You may think the time is right to move into cybersecurity stocks amid the latest data breach involving ride-sharing service Uber Technologies (UBER). But right now, the IBD Computer-Software Security group ranks only No. 131 out of 197 industry groups tracked.
The IBD security group is down about 31% in 2022, under-performing the S&P 500. The S&P 500 is down about 25%.
But some cybersecurity stocks hold stable Relative Strength Ratings, such as Palo Alto Networks (PANW). Palo Alto has completed a 3-for-1 stock split.
Meanwhile, the iShares Expanded Tech-Software ETF (IGV) fell over 11% in September. The IGV index has retreated 37% in 2022.
Still, some computer security firms could get a boost from new federal government initiatives, said Wedbush analyst Daniel Ives in a report.
The Cyber Incident Reporting Act of 2021 requires agencies, federal contractors and critical infrastructure operators to notify the Department of Homeland Security when a data breach is detected, a significant step in building security.
“With the shaky macro environment causing nervousness for investors across the board we believe (federal government) cyber security deal flow remains strong in the field,” said Ives. “We believe federal cyber security budgets for some key agencies are up in some cases 35% to 40% year over year for many projects already green lighted and will be a tailwind for well positioned vendors in the space.”

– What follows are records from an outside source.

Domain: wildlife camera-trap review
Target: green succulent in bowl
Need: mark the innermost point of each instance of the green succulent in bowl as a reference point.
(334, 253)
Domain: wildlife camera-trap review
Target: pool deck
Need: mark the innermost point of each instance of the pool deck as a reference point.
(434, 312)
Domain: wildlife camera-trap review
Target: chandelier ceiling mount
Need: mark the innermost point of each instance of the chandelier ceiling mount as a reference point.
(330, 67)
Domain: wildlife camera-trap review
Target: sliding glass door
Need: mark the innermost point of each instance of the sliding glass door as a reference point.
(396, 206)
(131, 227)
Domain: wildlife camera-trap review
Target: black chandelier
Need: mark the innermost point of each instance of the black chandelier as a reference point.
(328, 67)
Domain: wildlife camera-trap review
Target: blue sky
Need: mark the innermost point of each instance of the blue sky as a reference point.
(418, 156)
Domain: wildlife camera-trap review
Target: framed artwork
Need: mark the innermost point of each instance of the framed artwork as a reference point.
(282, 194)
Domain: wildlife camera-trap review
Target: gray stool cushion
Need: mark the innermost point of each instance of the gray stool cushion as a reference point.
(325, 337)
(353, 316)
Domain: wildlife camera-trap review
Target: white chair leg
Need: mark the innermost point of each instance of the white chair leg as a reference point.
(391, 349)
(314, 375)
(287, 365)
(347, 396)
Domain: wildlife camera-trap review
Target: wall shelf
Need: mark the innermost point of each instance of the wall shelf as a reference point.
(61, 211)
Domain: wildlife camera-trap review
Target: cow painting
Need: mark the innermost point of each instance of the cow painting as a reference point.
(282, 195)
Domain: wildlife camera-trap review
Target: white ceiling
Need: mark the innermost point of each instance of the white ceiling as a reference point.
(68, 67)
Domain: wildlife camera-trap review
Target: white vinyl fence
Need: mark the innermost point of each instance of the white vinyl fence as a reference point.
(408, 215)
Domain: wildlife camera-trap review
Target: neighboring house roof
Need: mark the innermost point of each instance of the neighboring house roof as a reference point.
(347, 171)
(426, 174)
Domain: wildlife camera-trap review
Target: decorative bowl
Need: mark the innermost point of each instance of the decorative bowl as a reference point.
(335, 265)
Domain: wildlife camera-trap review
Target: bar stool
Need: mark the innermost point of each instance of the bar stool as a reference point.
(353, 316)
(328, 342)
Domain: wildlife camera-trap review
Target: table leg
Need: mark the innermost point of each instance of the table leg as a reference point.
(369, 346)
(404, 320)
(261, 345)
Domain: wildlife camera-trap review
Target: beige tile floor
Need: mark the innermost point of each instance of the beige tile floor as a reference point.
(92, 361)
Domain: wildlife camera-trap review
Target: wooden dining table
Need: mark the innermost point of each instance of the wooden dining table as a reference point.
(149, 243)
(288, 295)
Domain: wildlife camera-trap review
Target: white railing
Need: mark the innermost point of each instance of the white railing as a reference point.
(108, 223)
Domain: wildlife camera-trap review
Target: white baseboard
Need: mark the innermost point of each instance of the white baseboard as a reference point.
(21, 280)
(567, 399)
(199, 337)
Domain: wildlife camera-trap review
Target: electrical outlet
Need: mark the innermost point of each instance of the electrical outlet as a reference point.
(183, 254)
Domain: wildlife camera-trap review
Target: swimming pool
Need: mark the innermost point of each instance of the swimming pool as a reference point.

Some cybersecurity firms aim to use artificial intelligence to get an edge on hackers.
When the bear market eases, investors might consider the Global X Cybersecurity ETF (BUG) for a more broad exposure to the sector.
According to a Morgan Stanley survey of chief information officers in July, cloud computing and security software remain at the top of priority lists, followed by business intelligence/analytics, digital transformation and artificial intelligence.
Cybersecurity Stocks Report Mixed Earnings
Zscaler (ZS) stock jumped on stellar fiscal fourth-quarter results.
PANW stock also jumped on better-than-expected fiscal fourth-quarter earnings and guidance. Palo Alto has been building a broad cloud-based services platform via acquisitions. The company has spent more than $3 billion on 10 acquisitions over the past three years.
CrowdStrike Holding (CRWD) reported reported second-quarter annual recurring revenue, or ARR, of $2.14 billion. Analysts expected $2.11 billion, up 59%. CRWD stock has pulled back 19% in 2022.
Check Point Software Technologies (CHKP) reported earnings on Aug. 1. CHKP stock fell on guidance.
Fortinet (FTNT) reported second-quarter earnings, revenue and billings that topped estimates but the size of the beats disappointed. FTNT stock has tumbled 31% in 2022.
Consolidation Impacts Cybersecurity Stocks
Private equity firms continue to be active.
Vista Partners, a long-standing investor in KnowBe4 (KNBE), on Sept. 19 offered to buy the company for $24 per share in cash. The deal represents a 39% premium for KNBE stock.
Thoma Bravo acquired Ping Identity Holdings (PING) for $2.8 billion.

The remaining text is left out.